Turn it over and the racing stops. The reverse — the tails side — is quiet and almost solemn: two hands clasped beneath an Olympic torch, a symbol of brotherhood and team spirit, with ATLANTA below. It was designed by William Krawczewicz and engraved by Thomas D. Ferrell. The pairing is the whole story of the coin in two pictures — the competition on one face, the camaraderie on the other.

Key facts

Year struck
1995 (for the 1996 Atlanta Games)
Denomination
Silver dollar
Obverse designer
John M. Mercanti
Reverse designer
William Krawczewicz (engraved by Thomas D. Ferrell)
Composition
90% silver, 10% copper
Weight / diameter
26.73 g / 38.1 mm, reeded edge
Mintage — Denver, uncirculated
19,662
Mintage — Philadelphia, proof
118,795
Authorized by
1996 Atlanta Centennial Olympic Games Commemorative Coin Act (Public Law 102-390, Oct 6, 1992)
Surcharge
$10 per coin → Atlanta Committee for the Olympic Games + U.S. Olympic Committee

Collecting it

Here's the part that surprises newcomers: with this coin, the uncirculated version is the rare one, not the proof.

A proof is a specially made coin — struck twice on polished dies for a mirror-bright finish, sold to collectors in a presentation case. An uncirculated business-strike coin is the ordinary version. Normally proofs are the scarcer, fancier sibling. But the 1995 Cycling dollar inverts that: the Denver uncirculated coin was struck just 19,662 times — the lowest of any 1995 Olympic silver dollar — while the Philadelphia proof reached 118,795. The plain coin is six times scarcer than the pretty one.

That makes the 1995-D the key date of the whole eight-dollar silver run. Because so few were made and most went straight into collector hands, high grades survive in decent numbers — but the raw scarcity at the top of the grade scale (a flawless MS-70 or PF-70) is real, and that's where the premiums live. For a first-time buyer, the lesson is simple: with this coin, ask which version before you ask about condition. The mint mark — the small letter showing where it was struck, D for Denver or P for Philadelphia — tells you which story you're holding.

Questions collectors ask

Why does a 1995 coin say it's for the 1996 Olympics?

The Atlanta program ran across two years. The 1995-dated coins (cycling, gymnastics, track and field, and others) were the first wave; the 1996-dated coins followed.
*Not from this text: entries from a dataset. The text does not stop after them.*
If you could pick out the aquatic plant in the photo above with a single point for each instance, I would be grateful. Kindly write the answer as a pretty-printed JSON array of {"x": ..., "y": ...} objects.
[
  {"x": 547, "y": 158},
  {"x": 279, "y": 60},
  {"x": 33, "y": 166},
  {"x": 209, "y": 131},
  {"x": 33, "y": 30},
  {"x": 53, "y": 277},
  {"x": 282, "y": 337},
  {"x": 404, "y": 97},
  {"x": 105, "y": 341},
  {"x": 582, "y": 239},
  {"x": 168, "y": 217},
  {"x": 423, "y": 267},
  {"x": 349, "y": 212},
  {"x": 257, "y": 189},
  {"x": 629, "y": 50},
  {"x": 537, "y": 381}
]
All of them honored the same event — the 1996 Summer Games, the XXVI Olympiad, held in Atlanta.

Which 1995 Cycling dollar is the rare one — proof or uncirculated?
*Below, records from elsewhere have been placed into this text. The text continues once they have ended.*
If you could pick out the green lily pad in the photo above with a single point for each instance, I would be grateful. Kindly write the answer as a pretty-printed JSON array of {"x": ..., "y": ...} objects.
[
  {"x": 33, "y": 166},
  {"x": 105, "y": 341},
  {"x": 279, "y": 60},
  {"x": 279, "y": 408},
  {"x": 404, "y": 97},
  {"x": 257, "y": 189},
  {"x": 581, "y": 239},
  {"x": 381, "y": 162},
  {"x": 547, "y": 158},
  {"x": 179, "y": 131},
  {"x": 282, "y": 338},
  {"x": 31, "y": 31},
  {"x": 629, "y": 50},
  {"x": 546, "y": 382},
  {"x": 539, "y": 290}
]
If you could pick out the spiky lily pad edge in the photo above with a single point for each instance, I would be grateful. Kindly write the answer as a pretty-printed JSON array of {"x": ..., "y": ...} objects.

The uncirculated. The Denver uncirculated coin was struck just 19,662 times, the lowest mintage of any 1995 Olympic silver dollar. The Philadelphia proof reached 118,795 — still modest, but far more common.

Who designed the 1995 Cycling dollar?

John M. Mercanti designed the obverse with its three cyclists; he later became the Mint's 12th Chief Engraver and is best known for the Silver Eagle's reverse. William Krawczewicz designed the clasped-hands-and-torch reverse, engraved by Thomas D. Ferrell.

Is the silver worth more than the coin?

The coin contains about three-quarters of an ounce of pure silver, so it has a real metal floor. But as the scarcest 1995 Olympic dollar, the Denver uncirculated piece typically trades well above melt — its value is collector demand, not just silver. Check a live listing for the current number.